À ces causes, il a semblé bon au Saint-Esprit et à nous de faire brûler ledit livre en attendant que nous puissions en faire autant de l’éditeur, qui a été en cette partie le secrétaire de Satan : déclarons au surplus, et mandons qu’on ait un soin particulier de nous payer nos annates ; condamnons Satan à boire de l’eau bénite à souper tous les vendredis ; et lui enjoignons d’entrer dans le corps de tous ceux qui auront lu son livre.

Fait à Rome, dans Sainte-Marie sans Minerve, à vingt-cinq heures du jour, le 20 mai 1750.

Signé : Coglione-Coglionaccio, cardinal-président.
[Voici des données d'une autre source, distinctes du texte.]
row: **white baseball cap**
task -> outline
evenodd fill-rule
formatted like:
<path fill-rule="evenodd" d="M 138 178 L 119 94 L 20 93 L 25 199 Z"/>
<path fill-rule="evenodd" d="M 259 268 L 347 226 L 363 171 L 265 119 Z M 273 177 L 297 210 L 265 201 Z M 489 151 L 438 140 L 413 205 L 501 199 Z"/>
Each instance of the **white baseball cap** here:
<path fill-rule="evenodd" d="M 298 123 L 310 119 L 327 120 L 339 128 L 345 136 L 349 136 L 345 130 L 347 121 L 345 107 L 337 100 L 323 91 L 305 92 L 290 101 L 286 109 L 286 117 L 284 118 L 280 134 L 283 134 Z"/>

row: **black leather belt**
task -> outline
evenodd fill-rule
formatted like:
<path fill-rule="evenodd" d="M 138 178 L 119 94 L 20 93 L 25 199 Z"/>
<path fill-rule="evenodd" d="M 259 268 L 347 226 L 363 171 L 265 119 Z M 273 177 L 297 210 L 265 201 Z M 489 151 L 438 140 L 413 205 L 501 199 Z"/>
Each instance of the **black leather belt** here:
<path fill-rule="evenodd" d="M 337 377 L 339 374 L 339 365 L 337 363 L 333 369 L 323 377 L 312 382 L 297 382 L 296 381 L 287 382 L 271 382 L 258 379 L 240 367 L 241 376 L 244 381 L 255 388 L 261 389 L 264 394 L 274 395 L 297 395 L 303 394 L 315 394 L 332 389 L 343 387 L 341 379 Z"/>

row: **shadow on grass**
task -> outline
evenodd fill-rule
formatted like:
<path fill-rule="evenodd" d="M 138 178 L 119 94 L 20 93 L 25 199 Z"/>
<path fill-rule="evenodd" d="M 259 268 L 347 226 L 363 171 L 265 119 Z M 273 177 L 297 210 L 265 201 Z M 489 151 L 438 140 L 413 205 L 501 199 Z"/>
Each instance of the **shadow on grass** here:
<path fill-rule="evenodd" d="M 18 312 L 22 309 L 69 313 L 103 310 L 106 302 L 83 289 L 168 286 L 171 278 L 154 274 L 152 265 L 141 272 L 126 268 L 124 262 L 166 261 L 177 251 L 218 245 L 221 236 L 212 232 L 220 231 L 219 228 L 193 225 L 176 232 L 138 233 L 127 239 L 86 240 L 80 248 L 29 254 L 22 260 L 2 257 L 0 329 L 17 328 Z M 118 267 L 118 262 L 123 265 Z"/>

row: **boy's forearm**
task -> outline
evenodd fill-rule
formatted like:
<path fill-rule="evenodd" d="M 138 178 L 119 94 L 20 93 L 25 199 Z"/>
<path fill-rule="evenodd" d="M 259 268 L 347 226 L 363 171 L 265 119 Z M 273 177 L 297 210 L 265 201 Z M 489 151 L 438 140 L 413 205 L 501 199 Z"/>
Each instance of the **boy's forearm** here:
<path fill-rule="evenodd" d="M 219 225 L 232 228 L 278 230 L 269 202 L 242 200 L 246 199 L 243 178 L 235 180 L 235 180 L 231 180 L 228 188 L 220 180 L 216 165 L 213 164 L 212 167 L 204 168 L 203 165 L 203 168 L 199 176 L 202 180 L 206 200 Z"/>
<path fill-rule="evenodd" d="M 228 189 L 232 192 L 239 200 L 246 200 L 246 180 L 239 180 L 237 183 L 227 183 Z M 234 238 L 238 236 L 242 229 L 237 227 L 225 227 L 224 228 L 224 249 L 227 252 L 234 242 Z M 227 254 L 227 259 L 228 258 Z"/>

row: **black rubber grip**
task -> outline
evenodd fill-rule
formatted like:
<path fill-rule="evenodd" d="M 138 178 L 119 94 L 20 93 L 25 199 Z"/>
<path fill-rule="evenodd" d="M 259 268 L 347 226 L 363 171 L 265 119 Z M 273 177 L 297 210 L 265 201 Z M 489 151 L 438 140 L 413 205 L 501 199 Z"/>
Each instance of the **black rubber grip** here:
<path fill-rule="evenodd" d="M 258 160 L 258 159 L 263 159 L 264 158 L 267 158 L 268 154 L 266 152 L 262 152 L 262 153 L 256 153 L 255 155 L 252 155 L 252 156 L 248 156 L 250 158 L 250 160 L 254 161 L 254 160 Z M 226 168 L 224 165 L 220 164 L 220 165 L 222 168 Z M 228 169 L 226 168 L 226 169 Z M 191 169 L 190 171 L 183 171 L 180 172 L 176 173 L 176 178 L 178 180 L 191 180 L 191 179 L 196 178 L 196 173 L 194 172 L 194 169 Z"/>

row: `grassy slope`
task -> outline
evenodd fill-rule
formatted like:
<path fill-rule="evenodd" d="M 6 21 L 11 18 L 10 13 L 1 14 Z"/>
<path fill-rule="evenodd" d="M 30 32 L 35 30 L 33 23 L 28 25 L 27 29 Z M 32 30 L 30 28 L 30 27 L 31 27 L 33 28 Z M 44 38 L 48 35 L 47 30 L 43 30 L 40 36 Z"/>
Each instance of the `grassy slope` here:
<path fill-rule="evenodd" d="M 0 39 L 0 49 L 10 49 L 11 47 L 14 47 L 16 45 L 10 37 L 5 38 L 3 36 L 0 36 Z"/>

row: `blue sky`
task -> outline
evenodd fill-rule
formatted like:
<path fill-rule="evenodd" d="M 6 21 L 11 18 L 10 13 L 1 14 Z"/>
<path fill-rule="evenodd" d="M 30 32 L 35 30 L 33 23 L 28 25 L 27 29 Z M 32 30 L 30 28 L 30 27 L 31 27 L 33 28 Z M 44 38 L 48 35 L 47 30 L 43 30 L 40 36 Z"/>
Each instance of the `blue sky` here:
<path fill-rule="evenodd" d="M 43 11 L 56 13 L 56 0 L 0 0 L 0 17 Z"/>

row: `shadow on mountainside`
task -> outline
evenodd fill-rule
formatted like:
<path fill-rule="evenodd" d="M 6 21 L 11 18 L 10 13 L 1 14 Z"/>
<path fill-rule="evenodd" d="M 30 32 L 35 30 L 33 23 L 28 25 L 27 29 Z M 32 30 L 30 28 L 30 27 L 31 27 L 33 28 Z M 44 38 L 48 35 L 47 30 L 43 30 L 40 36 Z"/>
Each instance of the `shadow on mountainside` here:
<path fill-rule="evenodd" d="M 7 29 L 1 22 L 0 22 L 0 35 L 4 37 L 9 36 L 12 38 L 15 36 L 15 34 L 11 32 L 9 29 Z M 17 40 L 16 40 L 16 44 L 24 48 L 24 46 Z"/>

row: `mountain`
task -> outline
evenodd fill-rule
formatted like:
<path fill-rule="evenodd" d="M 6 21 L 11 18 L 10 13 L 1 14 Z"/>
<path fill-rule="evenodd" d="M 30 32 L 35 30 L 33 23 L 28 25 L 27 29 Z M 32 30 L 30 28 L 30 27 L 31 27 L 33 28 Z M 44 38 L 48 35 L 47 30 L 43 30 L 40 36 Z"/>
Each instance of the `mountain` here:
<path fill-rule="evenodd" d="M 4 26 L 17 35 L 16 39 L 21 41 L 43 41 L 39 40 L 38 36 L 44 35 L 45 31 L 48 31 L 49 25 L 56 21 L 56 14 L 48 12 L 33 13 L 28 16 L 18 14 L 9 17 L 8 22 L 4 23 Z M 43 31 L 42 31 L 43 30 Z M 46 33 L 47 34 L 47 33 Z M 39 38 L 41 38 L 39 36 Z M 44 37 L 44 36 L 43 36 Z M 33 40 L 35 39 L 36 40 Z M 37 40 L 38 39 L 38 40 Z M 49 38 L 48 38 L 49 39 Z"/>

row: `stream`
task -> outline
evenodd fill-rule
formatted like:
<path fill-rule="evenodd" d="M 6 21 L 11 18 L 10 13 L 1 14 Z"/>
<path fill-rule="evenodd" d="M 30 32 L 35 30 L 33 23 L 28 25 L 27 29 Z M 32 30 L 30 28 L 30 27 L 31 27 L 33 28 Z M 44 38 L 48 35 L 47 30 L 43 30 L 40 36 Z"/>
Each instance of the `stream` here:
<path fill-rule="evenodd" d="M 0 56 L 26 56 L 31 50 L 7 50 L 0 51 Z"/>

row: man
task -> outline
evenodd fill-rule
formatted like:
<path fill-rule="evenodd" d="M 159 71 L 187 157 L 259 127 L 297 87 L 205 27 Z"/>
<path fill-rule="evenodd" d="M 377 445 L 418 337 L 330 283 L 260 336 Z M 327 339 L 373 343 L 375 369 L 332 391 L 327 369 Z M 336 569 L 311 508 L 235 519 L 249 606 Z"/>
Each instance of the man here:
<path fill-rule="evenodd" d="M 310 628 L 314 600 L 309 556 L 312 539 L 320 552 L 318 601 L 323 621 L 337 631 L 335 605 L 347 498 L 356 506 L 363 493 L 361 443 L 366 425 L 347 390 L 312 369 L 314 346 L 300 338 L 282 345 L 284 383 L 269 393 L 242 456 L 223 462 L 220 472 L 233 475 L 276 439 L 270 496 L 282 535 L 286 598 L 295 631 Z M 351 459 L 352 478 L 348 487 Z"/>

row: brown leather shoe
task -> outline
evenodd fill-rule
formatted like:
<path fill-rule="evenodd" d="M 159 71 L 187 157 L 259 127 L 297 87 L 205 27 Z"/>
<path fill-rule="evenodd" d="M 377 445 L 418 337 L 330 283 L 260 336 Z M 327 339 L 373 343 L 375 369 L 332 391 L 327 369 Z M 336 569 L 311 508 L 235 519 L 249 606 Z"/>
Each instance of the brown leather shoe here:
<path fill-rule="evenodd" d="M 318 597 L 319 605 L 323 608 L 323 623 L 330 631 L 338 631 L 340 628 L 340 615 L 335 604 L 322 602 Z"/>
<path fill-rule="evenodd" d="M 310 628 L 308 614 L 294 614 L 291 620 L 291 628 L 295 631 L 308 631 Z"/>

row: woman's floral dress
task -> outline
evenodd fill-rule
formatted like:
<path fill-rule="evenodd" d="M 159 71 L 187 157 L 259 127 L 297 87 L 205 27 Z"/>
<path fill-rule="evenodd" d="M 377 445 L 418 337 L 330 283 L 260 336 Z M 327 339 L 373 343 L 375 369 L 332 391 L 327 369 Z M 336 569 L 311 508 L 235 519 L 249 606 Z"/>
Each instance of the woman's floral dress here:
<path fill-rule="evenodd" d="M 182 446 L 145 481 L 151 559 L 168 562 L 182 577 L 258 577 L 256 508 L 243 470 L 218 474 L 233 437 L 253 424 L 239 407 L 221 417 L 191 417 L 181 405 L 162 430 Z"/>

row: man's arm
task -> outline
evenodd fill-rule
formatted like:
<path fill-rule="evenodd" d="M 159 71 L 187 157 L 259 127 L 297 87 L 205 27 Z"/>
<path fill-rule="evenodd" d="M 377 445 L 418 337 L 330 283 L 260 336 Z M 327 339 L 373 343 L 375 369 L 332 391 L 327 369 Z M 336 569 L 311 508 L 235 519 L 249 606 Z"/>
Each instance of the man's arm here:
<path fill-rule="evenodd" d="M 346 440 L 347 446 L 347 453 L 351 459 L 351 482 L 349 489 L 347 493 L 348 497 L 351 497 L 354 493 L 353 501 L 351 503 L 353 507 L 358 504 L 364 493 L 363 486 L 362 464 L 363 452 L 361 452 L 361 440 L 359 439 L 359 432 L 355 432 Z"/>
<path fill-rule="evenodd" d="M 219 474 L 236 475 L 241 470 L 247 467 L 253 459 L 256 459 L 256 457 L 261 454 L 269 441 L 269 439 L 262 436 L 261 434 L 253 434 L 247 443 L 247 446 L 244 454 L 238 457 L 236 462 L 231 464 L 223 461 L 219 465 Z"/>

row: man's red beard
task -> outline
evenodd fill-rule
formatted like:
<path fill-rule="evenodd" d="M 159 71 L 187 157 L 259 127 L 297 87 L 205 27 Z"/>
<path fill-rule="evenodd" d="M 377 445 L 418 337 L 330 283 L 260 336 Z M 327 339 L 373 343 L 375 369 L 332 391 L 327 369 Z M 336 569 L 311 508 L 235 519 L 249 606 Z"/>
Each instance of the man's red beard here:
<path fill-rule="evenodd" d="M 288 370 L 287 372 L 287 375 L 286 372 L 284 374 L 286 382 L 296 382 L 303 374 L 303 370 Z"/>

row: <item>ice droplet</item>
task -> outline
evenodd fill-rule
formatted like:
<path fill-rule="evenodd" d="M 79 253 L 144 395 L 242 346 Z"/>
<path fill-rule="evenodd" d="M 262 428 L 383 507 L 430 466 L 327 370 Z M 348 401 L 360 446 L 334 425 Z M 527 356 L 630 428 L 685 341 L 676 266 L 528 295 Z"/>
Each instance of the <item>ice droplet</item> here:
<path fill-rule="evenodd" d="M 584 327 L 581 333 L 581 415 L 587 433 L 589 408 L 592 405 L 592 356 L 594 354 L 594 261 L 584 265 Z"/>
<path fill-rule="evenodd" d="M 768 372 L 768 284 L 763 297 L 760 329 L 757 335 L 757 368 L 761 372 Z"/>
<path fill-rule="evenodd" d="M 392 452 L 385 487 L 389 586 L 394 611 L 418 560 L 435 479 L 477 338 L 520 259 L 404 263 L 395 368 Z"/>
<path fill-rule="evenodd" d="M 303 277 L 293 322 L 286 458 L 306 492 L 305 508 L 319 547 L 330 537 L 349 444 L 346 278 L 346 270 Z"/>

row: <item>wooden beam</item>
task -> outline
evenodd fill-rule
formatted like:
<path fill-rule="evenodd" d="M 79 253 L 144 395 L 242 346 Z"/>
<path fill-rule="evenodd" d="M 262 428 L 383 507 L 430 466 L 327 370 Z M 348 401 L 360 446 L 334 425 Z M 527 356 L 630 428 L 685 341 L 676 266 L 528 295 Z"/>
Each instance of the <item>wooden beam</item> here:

Et plus bas : Cazzo-Culo, secrétaire du Saint-Office.

FIN DE L EXTRAIT DU DÉCRET, ETC.
  1. On a vu par la note de M. H. de La Bédoyère, page 308, quelle fut l’origine de l’établissement du vingtième, que le clergé refusa de payer. Il parut un très-grand nombre d’écrits pour et contre ; un des plus remarquables est intitulé Lettres Ne repugnate, etc. (par Bargeton). Ces Lettres ne furent condamnées, à Paris, que le 1er juin 1750 ; à Rome, que le 25 janvier 1751. Ce ne peut être une parodie de ces condamnations qu’ait faite Voltaire, à moins d’avoir antidaté cette facétie. Mais il est à remarquer que la date qu’elle porte du 20 est précisément la veille du jour où fut condamnée, à Paris, la Voix du sage et du peuple ; voyez page 465.